JOSE. Búsqueda de Jesús

Búsqueda de Jesús

Le buscaron el día entero sin resultado. Cien veces se abrieron paso por las callejuelas atiborradas, yendo y viniendo para arriba y para abajo; preguntaban a la gente, dejaban informes de sus pesquisas en posadas y tiendas. Luego volvían otra vez a las mismas posadas y tiendas. Pero ya desde lejos los dueños les hacían señas de que el Muchacho no había ido y que no tenían ninguna noticia esperanzadora.
La ciudad seguía repleta de gente. Todavía no se habían acabado de ir los peregrinos, cuando ya volvían al trabajo los operarios que reconstruían las casas destruidas. Innumerables peregrinos pasaban entre los grupos de trabajadores, los cánticos piadosos se fundían con el golpeteo de los martillos.
Miriam, con el pelo sin recoger, se abría paso entre la gente febrilmente. A José le costaba mucho seguirla. No quería comer nada, no quería descansar. Cuando tropezaba con algún conocido, ella era quien hacía preguntas, quien imploraba ayuda.
¡Cómo habría querido cargar él con esa angustia! Pero ella ni siquiera prestaba oídos a sus palabras. Por esto, todo su empeño era seguirla, apretándose con disimulo la mano contra el pecho, en el que, de cuando en cuando, notaba el dolor que ya conocía.

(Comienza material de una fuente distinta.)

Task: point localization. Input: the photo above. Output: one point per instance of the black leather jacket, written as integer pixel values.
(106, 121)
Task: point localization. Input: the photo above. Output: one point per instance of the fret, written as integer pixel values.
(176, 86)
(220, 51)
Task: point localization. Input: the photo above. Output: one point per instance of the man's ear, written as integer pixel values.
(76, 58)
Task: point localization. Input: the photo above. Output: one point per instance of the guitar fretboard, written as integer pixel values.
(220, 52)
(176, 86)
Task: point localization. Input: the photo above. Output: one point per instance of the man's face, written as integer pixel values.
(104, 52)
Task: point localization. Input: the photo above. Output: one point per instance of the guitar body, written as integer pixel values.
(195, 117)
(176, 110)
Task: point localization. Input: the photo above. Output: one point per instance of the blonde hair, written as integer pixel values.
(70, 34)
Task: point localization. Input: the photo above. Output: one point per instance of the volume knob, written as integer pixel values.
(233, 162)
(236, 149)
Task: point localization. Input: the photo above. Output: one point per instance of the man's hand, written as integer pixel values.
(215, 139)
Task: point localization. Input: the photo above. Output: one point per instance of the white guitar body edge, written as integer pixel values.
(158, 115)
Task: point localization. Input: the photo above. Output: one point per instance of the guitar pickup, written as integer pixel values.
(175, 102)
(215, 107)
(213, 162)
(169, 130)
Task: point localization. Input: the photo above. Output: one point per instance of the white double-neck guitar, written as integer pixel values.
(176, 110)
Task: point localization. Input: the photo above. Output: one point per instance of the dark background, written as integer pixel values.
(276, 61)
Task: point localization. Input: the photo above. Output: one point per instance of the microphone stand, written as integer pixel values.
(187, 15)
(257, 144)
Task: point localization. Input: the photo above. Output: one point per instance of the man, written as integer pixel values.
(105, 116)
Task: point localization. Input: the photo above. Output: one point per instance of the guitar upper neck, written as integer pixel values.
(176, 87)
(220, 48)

Y el día pasó en esta búsqueda. Hasta el anochecer no abandonaron la ciudad, cuando sonaban las trompetas que anunciaban el cierre de las puertas. Agotados, volvieron al sitio donde habían dejado el asno. Jesús no les estaba esperando allí. José, aunque muy cansado por las indagaciones, montó la tienda. Por primera vez en su vida, Miriam no le ayudó en nada. Estaba sentada en el suelo con la cara oculta entre las manos.
Después de montar la tienda, encendió el fuego e intentó preparar algo de comer; cuando la comida estuvo lista se la trajo a Miriam. Pero ella negó con la cabeza.
—Miriam —le rogaba—, Miriam..., come algo. Tienes que comer. He hecho lo que he podido, pero se puede comer... Come, por favor. Yo te comprendo. Lo sé... créeme...
Ella apartó las manos de la cara. Tenía los ojos secos pero en su mirada había una expresión de sufrimiento indecible.
—¡Oh José! —dijo—, qué bueno eres... Te lo agradezco. Pero perdóname, soy incapaz de comer. No consigo entender... ¿Cómo ha podido ocurrir? ¿Cómo ha podido El permitirlo...?
—Siempre era yo el que se hacía esa pregunta. Y tú eras la que tenía la contestación...
—Hoy no puedo. Lo veo todo tan oscuro, desierto... No comprendo. Es como si el Altísimo hubiera desaparecido con El...
—El Altísimo no desaparece. Sólo se oculta.
—¿Por qué? ¿Por qué, José?
—No lo sé... De El sé menos que tú...
—Me sacó de la nada. Me lo dio todo. Y ahora me lo ha quitado todo...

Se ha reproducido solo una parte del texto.